Weekend afternoons were also a wealth of old movies. Admittedly they weren’t always very good, because what got played most often was things in the public domain, but I was still watching movies my mom had seen as a kid. It gave us a connection. We’d be flipping through the TV listings, reading off what would be on that afternoon, and Mom would say, “Oh, I haven’t seen that one in years.” And there we were—two hours spent with Mom, laughing as a family. Or whatever emotional connection the film raised, anyway.
By the time I was in high school, we had fewer afternoons like that. Yeah, so part of it was the fact that we’d built up a pretty good VHS collection by then, and we might choose to forgo what was on TV for just rewatching Shadow of the Thin Man for the fifteenth time. We’d all gotten very busy, too. There are fewer lazy Saturday afternoons to be had if everyone has plans on Saturday afternoon.
Still, by then, the great pleasures of syndicated TV were fading for everyone. Why spend money on reruns of Rocky and Bullwinkle at seven in the morning, as one of the stations my grandparents got in Arizona did, when you could instead get paid to fill the slot selling things? After all, how much is advertising really worth at that hour in a program that first aired decades ago? Does it even really offset the costs? But if someone will fill that whole slot with programming for you, and pay you for the privilege, there’s no reason not to take advantage of it.

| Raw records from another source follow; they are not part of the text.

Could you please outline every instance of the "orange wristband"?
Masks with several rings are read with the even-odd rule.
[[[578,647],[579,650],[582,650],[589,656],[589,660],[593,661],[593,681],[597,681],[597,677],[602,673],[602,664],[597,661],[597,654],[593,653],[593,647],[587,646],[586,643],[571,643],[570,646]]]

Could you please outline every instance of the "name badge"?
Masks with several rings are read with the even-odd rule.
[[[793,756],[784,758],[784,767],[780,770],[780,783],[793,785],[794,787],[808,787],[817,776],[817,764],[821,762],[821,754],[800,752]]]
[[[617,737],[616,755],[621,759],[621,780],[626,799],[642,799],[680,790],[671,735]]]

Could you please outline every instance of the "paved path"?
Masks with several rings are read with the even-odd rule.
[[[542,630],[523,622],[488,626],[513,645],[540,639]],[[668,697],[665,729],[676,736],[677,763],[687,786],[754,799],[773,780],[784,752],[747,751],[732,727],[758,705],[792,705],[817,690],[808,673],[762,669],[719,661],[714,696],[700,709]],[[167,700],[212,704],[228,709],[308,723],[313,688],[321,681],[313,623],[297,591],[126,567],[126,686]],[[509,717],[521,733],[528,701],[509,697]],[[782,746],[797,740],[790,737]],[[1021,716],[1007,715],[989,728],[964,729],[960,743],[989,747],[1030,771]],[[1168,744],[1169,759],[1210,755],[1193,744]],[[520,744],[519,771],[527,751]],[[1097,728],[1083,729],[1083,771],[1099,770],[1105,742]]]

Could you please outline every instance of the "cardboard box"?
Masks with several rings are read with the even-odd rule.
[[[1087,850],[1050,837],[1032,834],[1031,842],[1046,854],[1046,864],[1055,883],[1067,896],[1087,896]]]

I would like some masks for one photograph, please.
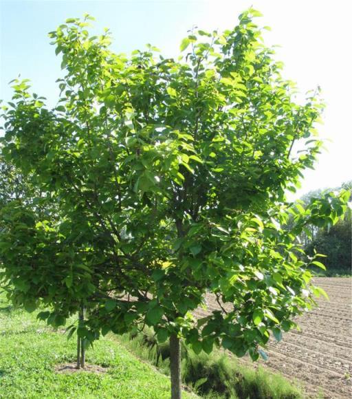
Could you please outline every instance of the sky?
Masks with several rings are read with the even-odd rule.
[[[94,17],[93,32],[109,28],[116,52],[151,43],[175,56],[192,27],[230,29],[250,6],[263,14],[257,23],[272,28],[265,43],[280,46],[276,57],[285,64],[283,76],[302,94],[319,85],[326,103],[318,129],[327,150],[292,199],[352,180],[351,0],[0,0],[0,99],[10,100],[8,83],[21,74],[55,105],[62,72],[47,33],[67,18]]]

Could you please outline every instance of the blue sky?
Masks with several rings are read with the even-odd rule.
[[[55,104],[55,80],[61,72],[47,32],[67,18],[91,14],[96,31],[110,28],[117,52],[129,53],[150,43],[175,56],[192,26],[230,28],[250,6],[263,14],[259,23],[272,27],[266,43],[281,46],[276,56],[285,65],[285,77],[297,82],[303,93],[319,85],[327,103],[324,125],[318,130],[331,141],[316,170],[305,173],[298,195],[351,180],[349,0],[0,0],[0,98],[10,100],[8,83],[21,74],[32,80],[35,92]]]

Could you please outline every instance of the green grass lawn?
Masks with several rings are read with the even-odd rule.
[[[55,371],[74,363],[75,354],[75,339],[38,321],[35,313],[12,310],[0,297],[0,398],[170,398],[168,378],[116,341],[102,338],[87,351],[87,363],[108,367],[104,373]]]

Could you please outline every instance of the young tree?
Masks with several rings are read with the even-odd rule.
[[[115,54],[108,31],[89,37],[88,16],[69,19],[50,34],[66,71],[58,105],[47,109],[16,82],[6,111],[4,156],[58,201],[60,215],[49,225],[31,219],[23,250],[2,252],[12,297],[42,297],[64,319],[95,303],[79,332],[87,341],[153,327],[160,341],[170,338],[175,399],[180,339],[196,353],[219,345],[256,360],[270,333],[280,340],[296,325],[322,292],[296,237],[308,223],[335,223],[349,195],[306,210],[287,202],[285,191],[319,153],[322,105],[315,94],[294,101],[257,14],[244,12],[223,34],[193,32],[179,61],[157,58],[151,45],[129,58]],[[12,217],[0,245],[17,239]],[[219,310],[195,320],[208,292]]]

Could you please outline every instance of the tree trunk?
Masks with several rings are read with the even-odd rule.
[[[77,334],[77,368],[80,369],[80,338]]]
[[[85,308],[82,307],[80,308],[79,315],[78,315],[80,322],[83,322],[85,320]],[[80,338],[80,367],[85,368],[85,339],[83,338]],[[78,354],[79,357],[79,354]]]
[[[181,399],[181,345],[175,334],[170,336],[171,399]]]

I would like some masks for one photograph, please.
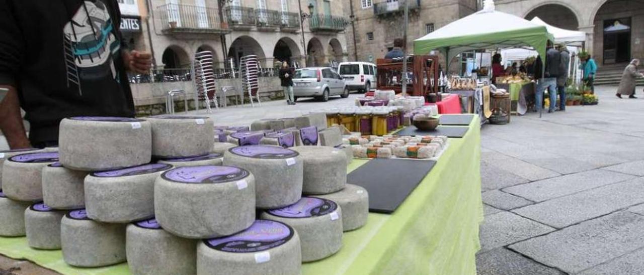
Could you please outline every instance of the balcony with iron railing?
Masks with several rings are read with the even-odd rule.
[[[409,10],[413,11],[421,8],[421,0],[399,0],[396,1],[383,1],[374,4],[374,14],[377,16],[393,15],[404,12],[405,2],[409,1]]]
[[[219,10],[183,4],[166,4],[157,8],[161,30],[166,33],[227,33],[222,23]]]
[[[345,17],[314,14],[308,18],[308,23],[311,31],[342,31],[348,21]]]

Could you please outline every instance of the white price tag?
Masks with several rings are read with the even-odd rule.
[[[255,254],[255,262],[257,263],[265,263],[270,261],[270,253],[269,251]]]
[[[340,218],[340,216],[337,215],[337,212],[336,211],[331,212],[329,215],[331,216],[331,220],[336,220]]]
[[[237,189],[241,190],[242,189],[245,189],[247,187],[248,187],[248,182],[246,182],[245,179],[237,181]]]

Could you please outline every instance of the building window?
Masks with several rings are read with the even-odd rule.
[[[425,24],[425,31],[427,33],[434,32],[434,23]]]

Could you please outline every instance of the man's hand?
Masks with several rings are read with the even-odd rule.
[[[152,55],[138,51],[123,51],[123,63],[126,67],[135,73],[148,73],[152,67]]]

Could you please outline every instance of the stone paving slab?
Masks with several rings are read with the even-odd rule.
[[[509,187],[503,191],[533,201],[542,202],[634,177],[611,171],[594,170]]]
[[[644,217],[618,211],[509,247],[546,265],[576,273],[644,247],[642,228]]]
[[[562,228],[642,202],[644,177],[561,197],[512,211]]]
[[[520,254],[503,247],[477,254],[478,275],[563,275]]]
[[[481,251],[501,247],[554,230],[510,212],[486,216],[480,230]]]
[[[503,210],[510,210],[533,204],[533,202],[500,190],[490,190],[481,194],[483,202]]]
[[[603,169],[642,177],[644,176],[644,161],[625,163],[621,164],[605,167]]]

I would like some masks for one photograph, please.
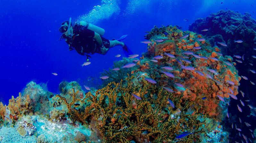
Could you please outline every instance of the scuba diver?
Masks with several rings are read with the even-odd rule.
[[[75,49],[77,53],[82,56],[86,56],[87,61],[88,57],[91,57],[88,54],[98,53],[105,55],[111,48],[120,45],[123,47],[126,56],[133,54],[122,41],[128,35],[124,35],[116,40],[109,40],[102,37],[105,30],[100,27],[81,21],[74,25],[71,23],[71,18],[69,21],[66,21],[61,24],[59,29],[63,34],[60,40],[64,39],[69,46],[70,51]]]

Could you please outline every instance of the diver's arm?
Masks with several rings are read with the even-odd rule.
[[[96,40],[96,41],[99,43],[99,45],[101,46],[103,44],[101,38],[98,33],[94,32],[94,37],[93,37],[93,39]]]

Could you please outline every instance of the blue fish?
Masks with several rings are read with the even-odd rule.
[[[206,99],[206,98],[207,98],[207,97],[203,97],[203,98],[202,98],[202,100],[205,100],[205,99]]]
[[[193,134],[194,133],[189,133],[187,132],[182,132],[181,133],[179,133],[176,136],[177,139],[181,139],[182,138],[184,138],[184,137],[189,135],[190,134]]]

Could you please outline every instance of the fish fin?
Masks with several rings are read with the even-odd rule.
[[[116,40],[117,40],[117,41],[120,41],[121,40],[123,40],[124,39],[125,39],[125,38],[126,38],[126,36],[127,36],[127,35],[123,35],[122,36],[121,36],[121,37],[119,38],[119,39],[116,39]]]
[[[124,44],[124,46],[123,47],[123,49],[124,50],[124,54],[127,57],[129,57],[129,55],[133,54],[132,51],[128,48],[125,44]]]

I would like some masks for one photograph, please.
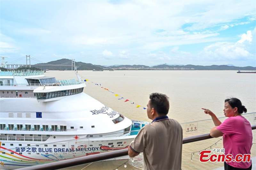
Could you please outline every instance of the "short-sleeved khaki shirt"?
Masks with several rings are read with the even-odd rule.
[[[160,119],[143,127],[130,147],[143,152],[145,169],[181,169],[182,133],[177,121]]]

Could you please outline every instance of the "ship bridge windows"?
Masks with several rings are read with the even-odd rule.
[[[73,95],[83,92],[84,87],[74,89],[52,92],[48,93],[35,93],[37,100],[45,100],[52,98]]]
[[[0,130],[4,130],[5,128],[5,124],[0,124]]]
[[[23,125],[22,124],[17,124],[17,130],[21,130]]]
[[[118,117],[115,119],[113,119],[112,121],[114,122],[114,123],[116,124],[123,121],[124,119],[124,117],[120,114]]]
[[[40,125],[34,125],[34,129],[35,130],[39,130],[40,129]]]
[[[51,131],[57,131],[58,129],[58,125],[52,125]]]
[[[43,125],[43,130],[44,131],[48,131],[48,125]]]
[[[67,126],[60,125],[60,127],[61,131],[67,131]]]
[[[8,129],[9,130],[12,130],[13,129],[14,127],[14,125],[13,124],[8,124]]]
[[[24,129],[25,130],[30,130],[31,129],[31,125],[30,124],[25,125],[25,129]]]

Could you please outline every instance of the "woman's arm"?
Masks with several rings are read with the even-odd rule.
[[[213,137],[218,137],[223,135],[223,133],[217,129],[217,126],[215,126],[211,129],[210,135]]]
[[[221,124],[221,122],[220,121],[220,120],[218,118],[216,115],[213,113],[209,109],[205,109],[204,108],[202,108],[202,109],[204,110],[204,113],[205,114],[208,114],[212,117],[212,121],[213,122],[213,123],[215,126],[220,126],[220,125]]]

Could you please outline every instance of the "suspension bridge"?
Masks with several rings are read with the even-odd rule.
[[[23,56],[19,59],[17,59],[12,62],[7,63],[7,62],[4,62],[4,60],[5,58],[8,58],[7,57],[1,57],[2,58],[2,63],[0,64],[0,67],[5,68],[8,69],[17,69],[19,67],[31,67],[31,66],[67,66],[71,67],[71,70],[73,70],[74,68],[74,70],[77,70],[77,68],[79,67],[80,66],[76,65],[76,62],[75,59],[72,59],[66,63],[60,64],[52,64],[44,63],[41,61],[39,60],[30,56],[26,55],[26,56]],[[26,63],[25,64],[18,64],[18,62],[22,61],[22,60],[25,59],[26,58]],[[31,60],[33,60],[36,62],[39,62],[40,64],[31,64]]]

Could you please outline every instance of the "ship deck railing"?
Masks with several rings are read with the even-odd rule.
[[[44,75],[44,71],[26,70],[9,71],[0,71],[0,76],[27,76]]]
[[[256,129],[256,124],[252,125],[252,130]],[[183,138],[182,144],[188,144],[212,138],[209,133],[199,135]],[[108,159],[120,157],[128,155],[128,149],[126,148],[99,154],[92,155],[74,158],[72,159],[54,161],[47,164],[44,164],[31,166],[27,166],[20,169],[20,170],[37,170],[44,169],[58,169],[71,167]],[[192,154],[191,154],[191,157]],[[114,168],[113,169],[116,169]],[[116,168],[117,169],[117,168]]]
[[[3,84],[0,85],[1,86],[64,86],[72,85],[80,85],[84,83],[83,82],[76,81],[75,82],[66,82],[65,83],[60,83],[57,81],[57,83],[52,84],[41,84],[40,83],[29,84]]]
[[[12,130],[12,131],[47,131],[47,132],[66,132],[70,131],[76,131],[77,129],[44,129],[43,128],[40,128],[38,129],[35,129],[34,128],[31,128],[30,129],[26,129],[26,128],[22,129],[18,129],[17,128],[14,128],[12,129],[10,129],[8,127],[5,127],[4,129],[1,129],[0,130]]]

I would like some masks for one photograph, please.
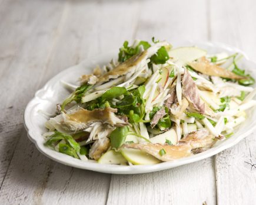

I don’t know. I still think we’re the poorer as a culture for it. I understand the marketing reasons, the logistical reasons, all of that. I just wish the owners of the TV stations were a little committed to keeping that connection with the past alive. Yeah, we can acquire most of the stuff we watched on syndication, but that’s different than allowing our kids to discover things on their own. For one, my mom was too old to have gotten into The Monkees and is not a huge fan of Batman. Or Star Trek, which admittedly I didn’t watch very often as it aired at eleven at night. If I’d been dependent on Mom’s tastes, I would never have seen them.
Is there a contradiction there? Possibly. I’m singing the praises of shared experiences and yet lamenting that my kids won’t have the chance to watch stuff I don’t like. But there’s more to sharing experiences than just liking all the same stuff. There’s knowing that it exists at all. My best friend had to explain to a coworker a few years ago what M*A*S*H even was, because she’d never seen it in syndication. The friend’s coworker was an adult. She’d missed that common cultural experience, because she grew up with infomercials filling that time slot instead.